Music Reviews
Nostalgialator

Mike Ladd Nostalgialator

(Definitive Jux) Buy it from Insound Rating - 8/10

Slam poetry has always seemed suspect. Anything that demands hushed reverence is. Slam adds to the normal poetry atmosphere a self congratulatory aggressiveness to it. Man am I one white asshole. Still, slam has punished me too often with trite and strident half poets shouting verses they half thought out. Perhaps it was just too easy a pose to mime, leaving it open to leagues of locals with all of the confidence but none of the passion or brilliance. Didn't straight rap have these same problems?

Some figures kept a torch burning in me that there was a hypercreative slam scene somewhere (read: New York City) that the smug knockoffs I had been exposed to didn't hint at despite their best efforts. Notable are Saul Williams, showcased in the aptly titled 1998 film Slam, and the gentlemen of Antipop Consortium, who emerged from the 90s slam circles to develop a strain of hip hop that merged overwhelming lyricism and mic command with a futuristic aesthetic indebted equally to early electro and the millenial developments of the artists on Warp Records (their eventual label, including Arrhythmia, still a contender for best hip hop album of this decade).

Not to be forgotten is renaissance man Mike Ladd. A published author and champion of the Nuyoirican Poets' Cafe before he even got into music (and expatriate to Paris since), I came upon him through hip hop. His work as both the underground Infesticons and the jiggy Majesticons were wonderfully imaginative bits of satirical roleplay, portraying no less than an epic comic book battle for the soul of hip hop. Ladd's solo effort Nostalgialator dates back to 2004, released in Europe on !K7. Just now it officially reaches North America, courtesy of the sympathetic ultra intelligent rap bastards at Def Jux.

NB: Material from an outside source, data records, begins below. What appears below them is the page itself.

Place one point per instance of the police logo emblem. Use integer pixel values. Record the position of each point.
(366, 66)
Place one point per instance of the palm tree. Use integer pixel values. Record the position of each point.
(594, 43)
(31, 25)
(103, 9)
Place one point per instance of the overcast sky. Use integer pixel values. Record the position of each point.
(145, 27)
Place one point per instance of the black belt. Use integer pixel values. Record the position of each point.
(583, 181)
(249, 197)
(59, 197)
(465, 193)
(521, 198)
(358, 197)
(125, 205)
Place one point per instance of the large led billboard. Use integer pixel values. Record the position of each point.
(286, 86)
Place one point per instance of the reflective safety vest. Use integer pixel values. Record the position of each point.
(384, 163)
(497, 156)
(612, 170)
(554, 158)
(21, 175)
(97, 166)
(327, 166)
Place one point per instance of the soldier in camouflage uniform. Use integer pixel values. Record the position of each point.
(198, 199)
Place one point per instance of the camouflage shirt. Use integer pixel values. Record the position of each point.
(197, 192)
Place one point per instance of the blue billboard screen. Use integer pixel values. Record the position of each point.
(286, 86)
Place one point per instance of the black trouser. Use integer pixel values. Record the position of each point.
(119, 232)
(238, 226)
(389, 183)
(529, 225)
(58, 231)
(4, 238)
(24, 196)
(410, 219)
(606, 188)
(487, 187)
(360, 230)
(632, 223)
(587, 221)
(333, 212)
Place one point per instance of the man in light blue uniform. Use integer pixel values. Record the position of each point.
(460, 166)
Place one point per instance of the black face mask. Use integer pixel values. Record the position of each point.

In a way Def Jux is an ideal medium for the mania that is Nostalgialator. The album is packed tightly with musical and lyrical ideas and ambition. Nostalgialator, however, doesn't sound like it was cooked up in the insular Def Jux incubator, as all of its tricks are not crammed into every single bar. There are extremely confrontational and busy tracks, such as the invigorating Trouble Shot, but there is a refreshing amount of space here. Effervescent synths given room to linger and whatnot.

Nostalgialator reflects the reach of an extremely smart and charismatic man artistically bred in the "independent as fuck" atmosphere of 90s NYC but ambitious enough to leave his fucked up country. The album spans gritty hip hop fury to jazz intellectualism to psychedelic shamelessness. This isn't the great multigenre huckabuck masterpiece we're always looking for. Its far too personal and idiosyncratic. Nostalgialator is tonally cohesive while far reaching, allowing a trademarked keyboard plink to echo into space in one track while pounding relentlessly the next.

How Electricity Really Works demonstrates the power slam might have to make one wince, then massages it with a dulcet psychedelic backdrop and lyrics more thought provoking than the Moody Blues ever concocted, while Learn to Fall marries that poetic shamelessness to an undeniable beat and production. Off to Mars? and the title track are both spacey and unhinged, the latter purely instrumental, and between themselves deserve serious comparison to Bowie, Zappa, and Scott Walker.

None of this prattle really hints at how much fun, for all of its loftiness, Nostalgialator can be. Closing track Sail Away Ladies drops all pretense and just is a blues tune, but one with an airy good spirit and effortless funk, some modern blips and cuts sliding easily into the mix. The one track this album may be known for in years to come, however, is an unqualified blast. Housewives At Play recalls the euphoric heights of the Majesticons. So strutting, cocky, and sweet is this track that its critical or satirical aims end up bulldozed by the ass shaking swagger. Despite serious, intelligent content, there is a great time to be had here.